Two Types of C2C Cycles: Biological Cycle and Technical Cycle

In the biological cycle, materials and products become compostable or can make new products. No waste is created. A good example of this in the interior design industry is 100% cotton drapery becoming compost once you are finished using them.

In a technical cycle, materials are optimized during the design process. When you’re finished with the product, you’re able to disassemble, sort, and restore each component for upcycling. Think of this as taking down a building, piece by piece, and using the pieces to build something new.

Cradle to Cradle vs. Cradle to Grave

There’s one big difference between Cradle to Cradle and Cradle to Grave. One creates waste, and the other one doesn’t. 

A product made with a Cradle to Grave life cycle will become waste when you’re finished with it. This life cycle has a beginning, middle and end. 

When you’re finished using a C2C product, there is no waste. Rather, the entire item, or its parts is reusable or becomes something else. This product life cycle is not linear, but rather a circle that continues to regenerate itself.

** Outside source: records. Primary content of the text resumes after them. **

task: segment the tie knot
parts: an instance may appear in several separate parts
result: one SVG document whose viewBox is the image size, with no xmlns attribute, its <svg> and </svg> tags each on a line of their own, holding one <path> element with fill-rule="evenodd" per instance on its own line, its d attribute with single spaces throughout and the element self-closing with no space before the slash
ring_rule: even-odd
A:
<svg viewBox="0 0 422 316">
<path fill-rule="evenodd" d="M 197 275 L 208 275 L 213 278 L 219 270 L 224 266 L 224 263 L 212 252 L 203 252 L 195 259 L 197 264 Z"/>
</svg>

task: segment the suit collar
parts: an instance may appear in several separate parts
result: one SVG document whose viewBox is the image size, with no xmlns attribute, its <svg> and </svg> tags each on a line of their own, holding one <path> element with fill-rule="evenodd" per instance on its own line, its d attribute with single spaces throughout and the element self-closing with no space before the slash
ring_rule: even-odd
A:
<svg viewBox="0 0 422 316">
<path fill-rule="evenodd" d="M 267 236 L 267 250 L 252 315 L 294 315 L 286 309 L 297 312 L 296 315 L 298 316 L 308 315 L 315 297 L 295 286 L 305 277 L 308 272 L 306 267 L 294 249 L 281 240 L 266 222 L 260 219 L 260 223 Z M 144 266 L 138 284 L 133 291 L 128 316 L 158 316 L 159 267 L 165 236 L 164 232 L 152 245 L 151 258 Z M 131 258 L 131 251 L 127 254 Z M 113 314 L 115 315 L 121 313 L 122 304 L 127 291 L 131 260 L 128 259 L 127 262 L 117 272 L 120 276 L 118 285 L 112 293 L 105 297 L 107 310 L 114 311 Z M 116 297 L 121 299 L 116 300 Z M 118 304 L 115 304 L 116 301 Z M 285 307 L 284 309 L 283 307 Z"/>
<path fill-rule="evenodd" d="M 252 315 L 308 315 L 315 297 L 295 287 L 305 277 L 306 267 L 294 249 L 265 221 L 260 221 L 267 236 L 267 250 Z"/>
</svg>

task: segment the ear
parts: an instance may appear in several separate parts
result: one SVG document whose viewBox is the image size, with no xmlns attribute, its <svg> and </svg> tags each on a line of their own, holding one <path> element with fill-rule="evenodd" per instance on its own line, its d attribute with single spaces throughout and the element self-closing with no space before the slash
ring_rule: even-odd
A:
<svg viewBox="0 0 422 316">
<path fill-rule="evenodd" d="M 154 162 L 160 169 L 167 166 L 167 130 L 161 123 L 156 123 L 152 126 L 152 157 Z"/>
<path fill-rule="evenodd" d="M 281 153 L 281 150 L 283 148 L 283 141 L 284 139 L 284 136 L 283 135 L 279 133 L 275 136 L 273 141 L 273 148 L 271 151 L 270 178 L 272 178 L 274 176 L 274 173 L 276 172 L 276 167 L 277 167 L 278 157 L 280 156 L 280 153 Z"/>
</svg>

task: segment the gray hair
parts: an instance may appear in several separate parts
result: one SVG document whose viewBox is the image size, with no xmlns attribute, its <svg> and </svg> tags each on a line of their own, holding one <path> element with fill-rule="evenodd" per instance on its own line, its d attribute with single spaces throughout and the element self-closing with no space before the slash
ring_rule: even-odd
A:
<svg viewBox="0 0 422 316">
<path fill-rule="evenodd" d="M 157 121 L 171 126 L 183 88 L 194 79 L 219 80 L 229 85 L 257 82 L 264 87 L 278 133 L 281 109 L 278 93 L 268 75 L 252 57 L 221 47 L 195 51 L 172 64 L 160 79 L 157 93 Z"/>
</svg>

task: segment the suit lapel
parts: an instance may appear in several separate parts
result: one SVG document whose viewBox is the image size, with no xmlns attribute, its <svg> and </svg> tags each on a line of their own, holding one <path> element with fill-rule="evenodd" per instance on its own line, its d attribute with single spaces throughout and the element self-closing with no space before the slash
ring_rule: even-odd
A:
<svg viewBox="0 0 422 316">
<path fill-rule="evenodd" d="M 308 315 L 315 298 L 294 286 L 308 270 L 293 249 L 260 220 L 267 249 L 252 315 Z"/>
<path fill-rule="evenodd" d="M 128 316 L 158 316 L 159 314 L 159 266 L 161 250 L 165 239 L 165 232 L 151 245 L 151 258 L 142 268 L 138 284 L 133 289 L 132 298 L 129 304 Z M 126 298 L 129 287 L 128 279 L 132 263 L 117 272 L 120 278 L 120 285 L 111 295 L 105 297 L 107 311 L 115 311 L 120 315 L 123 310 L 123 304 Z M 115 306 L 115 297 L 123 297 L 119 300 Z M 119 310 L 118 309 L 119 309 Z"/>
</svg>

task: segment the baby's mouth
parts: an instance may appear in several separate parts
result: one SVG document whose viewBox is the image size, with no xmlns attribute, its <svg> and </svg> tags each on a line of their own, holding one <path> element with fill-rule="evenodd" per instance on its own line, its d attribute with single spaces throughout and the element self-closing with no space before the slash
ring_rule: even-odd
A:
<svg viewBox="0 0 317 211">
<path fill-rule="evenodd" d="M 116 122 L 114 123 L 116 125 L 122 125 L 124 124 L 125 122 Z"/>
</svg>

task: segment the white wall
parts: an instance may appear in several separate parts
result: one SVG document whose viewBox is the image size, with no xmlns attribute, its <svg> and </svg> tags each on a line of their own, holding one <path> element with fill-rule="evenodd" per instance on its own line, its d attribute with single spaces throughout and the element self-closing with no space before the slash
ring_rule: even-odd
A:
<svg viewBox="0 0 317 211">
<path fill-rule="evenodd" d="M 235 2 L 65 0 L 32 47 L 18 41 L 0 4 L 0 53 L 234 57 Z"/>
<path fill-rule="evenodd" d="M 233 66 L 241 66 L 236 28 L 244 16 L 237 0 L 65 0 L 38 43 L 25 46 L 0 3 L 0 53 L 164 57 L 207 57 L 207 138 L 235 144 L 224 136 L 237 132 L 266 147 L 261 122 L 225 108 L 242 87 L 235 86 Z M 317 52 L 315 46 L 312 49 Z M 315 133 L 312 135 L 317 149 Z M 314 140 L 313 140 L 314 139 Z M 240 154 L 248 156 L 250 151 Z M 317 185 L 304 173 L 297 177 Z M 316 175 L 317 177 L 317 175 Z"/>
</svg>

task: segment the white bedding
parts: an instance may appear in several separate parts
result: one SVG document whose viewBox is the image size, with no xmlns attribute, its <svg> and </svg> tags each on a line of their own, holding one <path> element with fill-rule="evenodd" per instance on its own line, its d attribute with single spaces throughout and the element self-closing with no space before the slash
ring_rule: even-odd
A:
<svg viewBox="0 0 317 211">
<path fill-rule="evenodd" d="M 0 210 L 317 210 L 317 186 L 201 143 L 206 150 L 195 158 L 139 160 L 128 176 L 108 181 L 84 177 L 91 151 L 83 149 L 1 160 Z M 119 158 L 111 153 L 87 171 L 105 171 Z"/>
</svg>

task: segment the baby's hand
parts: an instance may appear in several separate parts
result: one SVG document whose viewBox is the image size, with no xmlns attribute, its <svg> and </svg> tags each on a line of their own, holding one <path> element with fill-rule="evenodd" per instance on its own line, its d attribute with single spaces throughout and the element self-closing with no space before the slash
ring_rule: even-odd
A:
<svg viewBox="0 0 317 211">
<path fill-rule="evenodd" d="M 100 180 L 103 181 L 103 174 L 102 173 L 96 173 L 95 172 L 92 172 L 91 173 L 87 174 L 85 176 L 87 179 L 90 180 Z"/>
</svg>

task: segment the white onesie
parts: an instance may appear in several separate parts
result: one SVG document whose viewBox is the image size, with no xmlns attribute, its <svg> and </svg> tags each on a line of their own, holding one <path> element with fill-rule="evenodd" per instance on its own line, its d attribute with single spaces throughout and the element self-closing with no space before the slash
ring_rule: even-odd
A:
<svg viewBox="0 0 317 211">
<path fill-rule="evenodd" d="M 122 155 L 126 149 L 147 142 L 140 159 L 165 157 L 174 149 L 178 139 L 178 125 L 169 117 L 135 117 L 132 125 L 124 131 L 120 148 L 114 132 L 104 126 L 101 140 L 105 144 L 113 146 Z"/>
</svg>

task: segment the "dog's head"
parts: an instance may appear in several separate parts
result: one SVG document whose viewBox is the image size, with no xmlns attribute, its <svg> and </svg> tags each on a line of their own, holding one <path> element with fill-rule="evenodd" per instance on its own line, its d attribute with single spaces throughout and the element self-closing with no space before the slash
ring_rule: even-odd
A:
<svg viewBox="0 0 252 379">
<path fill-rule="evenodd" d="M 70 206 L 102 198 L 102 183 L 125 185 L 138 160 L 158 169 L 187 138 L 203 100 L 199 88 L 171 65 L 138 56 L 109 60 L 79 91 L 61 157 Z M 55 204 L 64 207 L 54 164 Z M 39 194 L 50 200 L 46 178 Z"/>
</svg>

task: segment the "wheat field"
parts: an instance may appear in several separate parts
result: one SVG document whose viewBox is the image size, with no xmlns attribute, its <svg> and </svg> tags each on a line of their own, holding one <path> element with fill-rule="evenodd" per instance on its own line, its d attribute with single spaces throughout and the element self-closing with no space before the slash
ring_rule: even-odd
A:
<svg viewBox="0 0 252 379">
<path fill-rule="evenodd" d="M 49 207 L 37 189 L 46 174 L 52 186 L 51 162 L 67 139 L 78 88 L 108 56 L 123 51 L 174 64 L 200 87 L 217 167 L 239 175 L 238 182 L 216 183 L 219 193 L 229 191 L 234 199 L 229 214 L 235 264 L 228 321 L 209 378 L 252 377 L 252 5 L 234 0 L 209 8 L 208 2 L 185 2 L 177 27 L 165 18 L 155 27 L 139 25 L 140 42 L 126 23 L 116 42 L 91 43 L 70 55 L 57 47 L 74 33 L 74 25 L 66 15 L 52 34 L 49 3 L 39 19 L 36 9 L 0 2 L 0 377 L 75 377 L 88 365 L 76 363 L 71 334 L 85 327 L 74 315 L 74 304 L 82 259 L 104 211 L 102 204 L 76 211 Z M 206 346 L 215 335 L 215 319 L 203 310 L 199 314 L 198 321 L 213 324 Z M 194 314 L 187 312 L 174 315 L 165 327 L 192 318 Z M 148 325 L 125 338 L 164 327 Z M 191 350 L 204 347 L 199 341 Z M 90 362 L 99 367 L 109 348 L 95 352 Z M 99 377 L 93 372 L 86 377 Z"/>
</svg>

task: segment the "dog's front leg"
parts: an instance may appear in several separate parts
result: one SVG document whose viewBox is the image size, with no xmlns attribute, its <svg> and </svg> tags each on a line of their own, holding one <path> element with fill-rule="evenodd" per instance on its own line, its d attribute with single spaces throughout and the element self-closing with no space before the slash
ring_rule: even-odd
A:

Cradle to cradle products are products that create no waste when you're finished using them.

The Perks of Cradle to Cradle Design

Cradle to Cradle principles use design and manufacturing practices that take into consideration the next use for the product, not just the current use. These products and materials are intended to be used for generations. The practice is even bigger than one product, as it’s about healthy materials and a circular economy. 

Circular economies can eliminate waste, circulate products and materials, and regenerate nature. In effect, circular economies prevent climate change and biodiversity loss, as well as reduce waste and pollution. 

One of the main benefits of C2C Design and Certification is that it slows global warming and:

  • Slows the use of Earth’s resources via recycling. 
  • Preserves clean drinking water and fresh air
  • Increases renewable technologies.
  • Ensures only non-harmful materials and substances are in our products. 
  • Promotes social fairness, improves human rights, workers’ rights, and animal welfare.
  • Encourages businesses to seek out community steward projects to better the communities they are a part of. 

How are C2C certifications ranked?

There are 5 different criteria considered for C2C certification. 

  1. Material health: Are the materials or ingredients safe for humans and the environment? 
  2. Product circularity: Does it enable a circular economy through regenerative products and process design? 
  3. Social fairness: Are human rights respected, and does production contribute to an equitable society? 
  4. Water and soil stewardship: Does this product safeguard water and soils?
  5. Clean air and climate protection: Is air quality protected, renewable energy promoted, and are harmful emissions reduced? 

When seeking accreditation, makers can achieve C2C scores from bronze to platinum. Bronze is the lowest ranking and platinum is the highest ranking. Your lowest ranking in any of the above criteria will determine your product’s overall ranking. 

C2C is a part of LEED certifications and BREEAM certifications.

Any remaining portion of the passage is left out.